六 团圆之梦(第3/3页)

结果,周舍写了休书,失去了宋引章,却也找不到赵盼儿了。

故事发生在两个妓女、一个嫖客身上,看似轻薄,其实不然,因为他们面对的是三种婚姻观念的冲突。赵盼儿的婚姻观念与周舍势不两立,又比宋引章高出很多,因此她足以捉弄前者而救助后者。她捉弄得有趣,救助得有效,正因为她心中的婚姻观念健康而平实,给了她充分的自信。

赵盼儿身在妓院,却反对淫滥婚姻和势利婚姻,追求婚姻生活的“可意”和“相知”。她唱道:

我想这姻缘匹配,少一时一刻强难为。如何可意?怎得相知?怕不便脚搭着脑勺成事早,怎知他手拍着胸脯悔后迟!寻前程,觅下稍,恰便是黑海也似难寻觅。

妓院,本是一个嘲笑婚姻的场所。关汉卿让世间最健康的婚姻观念在那里呈现,正是深得正反玄机之极至。由此也可反衬那些貌似最高贵的婚嫁场所,很可能在操演着淫滥婚姻和势利婚姻的哑剧。

《望江亭》和《救风尘》证明,写出过大悲剧《窦娥冤》的关汉卿也是个喜剧天才。《救风尘》中两个善良的女孩子比赛美丽和聪慧,让自以为是的嫖客步步败退,这本已释放了剧场的感官兴奋,关汉卿还不忘在全剧的各个部位设置喜剧因素。例如,周舍为自己欺侮妻子找理由,竟用这样的语句向别人介绍:

我为娶这妇人呵,整整磨了半截舌头,才成得事。如今着这妇人上了轿,我骑了马,离了汴京,来到郑州。……见那轿子一晃一晃的,我向前打那抬轿的小厮,道:“你这等欺我!”举起鞭子就打,问他道:“你走便走,晃怎么?”那小厮道:“不干我事,奶奶在里边,不知做什么。”我揭起轿帘一看,则见她精赤条条的,在里面打筋斗。来到家中,我说:“你套一床被我盖。”我到房里,只见被子倒高似床。我便叫:“那妇人在哪里?”则听的被子里答应道:“周舍,我在被子里面哩。”我道:“在被子里面做什么?”她道:“我套绵子,把我翻在里头了”。我拿起棍来,恰待要打,她道:“周舍,打我不打紧,休打了隔壁王婆婆。”我道:“好也,把邻舍都翻在被里面!”

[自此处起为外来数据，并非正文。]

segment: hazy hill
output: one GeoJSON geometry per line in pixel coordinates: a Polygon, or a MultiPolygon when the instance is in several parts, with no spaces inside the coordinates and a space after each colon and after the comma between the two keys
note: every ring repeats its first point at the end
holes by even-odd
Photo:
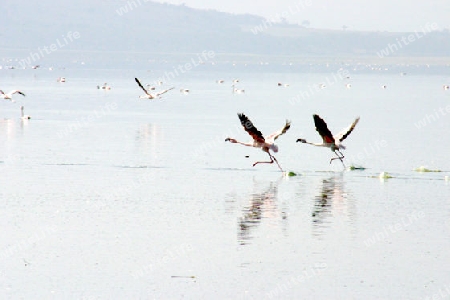
{"type": "Polygon", "coordinates": [[[253,15],[234,15],[146,0],[3,0],[0,50],[59,42],[65,50],[285,55],[448,56],[450,34],[307,29],[267,23],[253,15]],[[79,38],[68,41],[69,32],[79,38]],[[66,39],[66,40],[64,40],[66,39]],[[396,44],[396,45],[395,45],[396,44]],[[389,47],[390,45],[390,47],[389,47]]]}

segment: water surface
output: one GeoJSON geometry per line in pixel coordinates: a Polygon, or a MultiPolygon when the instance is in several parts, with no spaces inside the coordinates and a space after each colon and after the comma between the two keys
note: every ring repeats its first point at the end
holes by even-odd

可以想象这段话的剧场效果。但观众虽然大笑却断然不信,这中间的分寸拿捏,正是喜剧美立足的缝隙。

在元代,还有一些戏剧家着力于神话、传说题材的爱情剧目,为“团圆之梦”增添了瑰丽色彩。

《柳毅传书》和《张生煮海》就是两出有代表性的神话爱情剧。(《柳毅传书》的作者为真定人尚仲贤,《张生煮海》的作者是保定(或东平)人李好古。)这两出戏,都写了人与龙女相爱的故事,都以喜剧性的大团圆结束。

在《柳毅传书》中,书生柳毅初遇龙女时,龙女正陷身在不幸的婚姻生活中。柳毅路见不平,千里迢迢给龙女的父亲洞庭君送信,请他前来搭救。待到柳毅办了这些事,很自然地与龙女产生了爱情。但对柳毅来说,这种爱情又与他侍养老母的使命有矛盾,只好放弃,回到了母亲身边。

这似乎又要构成悲剧了,但神话毕竟是神话,龙女一家施行法术,让龙女变作一个民女,挽请媒人与柳毅结婚。这出戏,虽然情节神奇,却包含着浓厚的人间气息。

《张生煮海》的情节要比《柳毅传书》简单。在这出戏里,龙女的情人是青年勇士张羽,他月夜抚琴,引起龙女的爱恋,两下定下了婚事。但是,处于热恋中的张羽终于得知了龙女的身份,又知道她的父亲东海龙王不可能同意这桩婚事。他不愿退却,在仙人的指点下,决心把东海煮沸、煮干,逼得龙王不得不同意他与龙女的婚事。

这出戏的惊人之笔,无疑在于煮海一节。只要遇到一个真正中意的人,即便需要把浩渺的东海煮干,也在所不辞。这种决心和气魄,令人感动。